The Phase 3 studies are taking place in 19 major centres in France, Germany and the USA. They will recruit a total of 680 surgical patients at moderate to high risk of suffering PONV (patients with two or more of the four established “Apfel” risk factors for PONV). The trials compare the optimal dose of APD421 against placebo, the primary endpoint being no vomiting or retching and no requirement for anti-emetic rescue medication in the first 24 hours after surgery. The incidence and severity of nausea is also being studied. The studies are expected to complete in the first quarter of 2014.
APD421 comprises an intravenous formulation of the marketed dopamine D2 /D3 antagonist amisulpride, for the completely new, patent-protected, use of management of PONV. Acacia Pharma has generated highly positive Phase 2 clinical data on APD421, showing the optimal dose significantly reduced the PONV rate from 69% in the placebo group to 40% (p=0.006). APD421 was equally efficacious against both vomiting and nausea.

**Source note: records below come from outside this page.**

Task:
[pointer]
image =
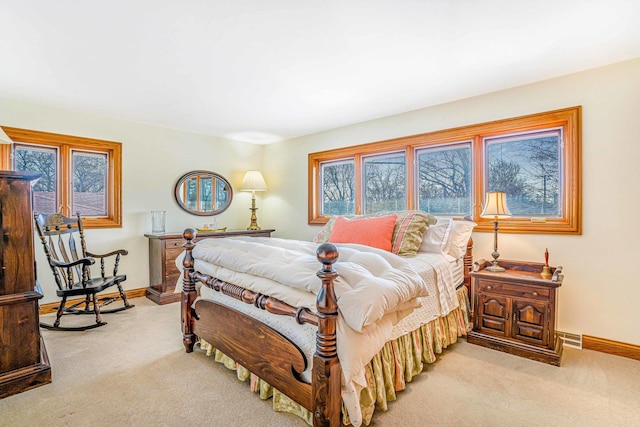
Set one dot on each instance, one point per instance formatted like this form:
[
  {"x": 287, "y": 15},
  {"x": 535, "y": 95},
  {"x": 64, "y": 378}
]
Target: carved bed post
[
  {"x": 188, "y": 291},
  {"x": 327, "y": 402}
]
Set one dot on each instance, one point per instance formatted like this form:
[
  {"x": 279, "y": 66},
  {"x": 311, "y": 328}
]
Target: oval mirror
[{"x": 203, "y": 193}]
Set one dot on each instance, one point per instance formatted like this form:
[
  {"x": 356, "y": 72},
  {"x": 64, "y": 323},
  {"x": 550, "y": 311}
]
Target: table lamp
[
  {"x": 495, "y": 206},
  {"x": 253, "y": 181}
]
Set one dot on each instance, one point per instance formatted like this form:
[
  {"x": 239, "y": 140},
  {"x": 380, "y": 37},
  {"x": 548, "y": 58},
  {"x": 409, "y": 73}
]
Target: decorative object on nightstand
[
  {"x": 253, "y": 181},
  {"x": 546, "y": 270},
  {"x": 495, "y": 206},
  {"x": 157, "y": 221},
  {"x": 515, "y": 311}
]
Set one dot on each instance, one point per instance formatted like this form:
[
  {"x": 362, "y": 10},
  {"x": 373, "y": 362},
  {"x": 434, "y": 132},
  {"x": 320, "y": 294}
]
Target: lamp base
[{"x": 254, "y": 219}]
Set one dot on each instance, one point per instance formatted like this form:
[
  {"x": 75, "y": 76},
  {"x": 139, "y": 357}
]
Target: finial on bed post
[
  {"x": 188, "y": 290},
  {"x": 326, "y": 366}
]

More than 130 million surgical procedures are performed worldwide each year, with PONV occurring in approximately 35% of cases in untreated patients and in 70% of those classed as high risk. Despite a number of anti-emetics in common use, many patients still suffer post-operatively with vomiting and especially nausea. About a third of those given prophylaxis for PONV still require rescue therapy in the first 6 hours after surgery, representing a substantial unmet medical need and commercial opportunity.
PONV offers Acacia Pharma a rapid development opportunity for APD421, owing to the acute nature of the condition, the large number of surgical procedures and the well-documented, benign safety profile of amisulpride, which has been widely used at much higher doses as an antipsychotic agent for 25 years. Amisulpride is also being developed by Acacia Pharma as APD403 for the prevention of chemotherapy induced nausea & vomiting (CINV).
Dr Gabriel Fox, Acacia Pharma’s Chief Medical Officer commented: “Our Phase 3 programme will give a very robust read-out on the efficacy and safety of APD421 compared to placebo in a broad population of surgical patients at risk of suffering PONV. We have been highly encouraged by the positive feedback from regulatory agencies and experienced clinical investigators in Europe and the US and look forward to seeing the data from these studies.”
Acacia Pharma’s CEO, Dr Julian Gilbert, added: “We are delighted to have initiated these Phase 3 studies so soon after securing our recent funding. The Phase 2 data we generated last year were excellent and we are confident of obtaining similar results in these bigger pivotal clinical studies.”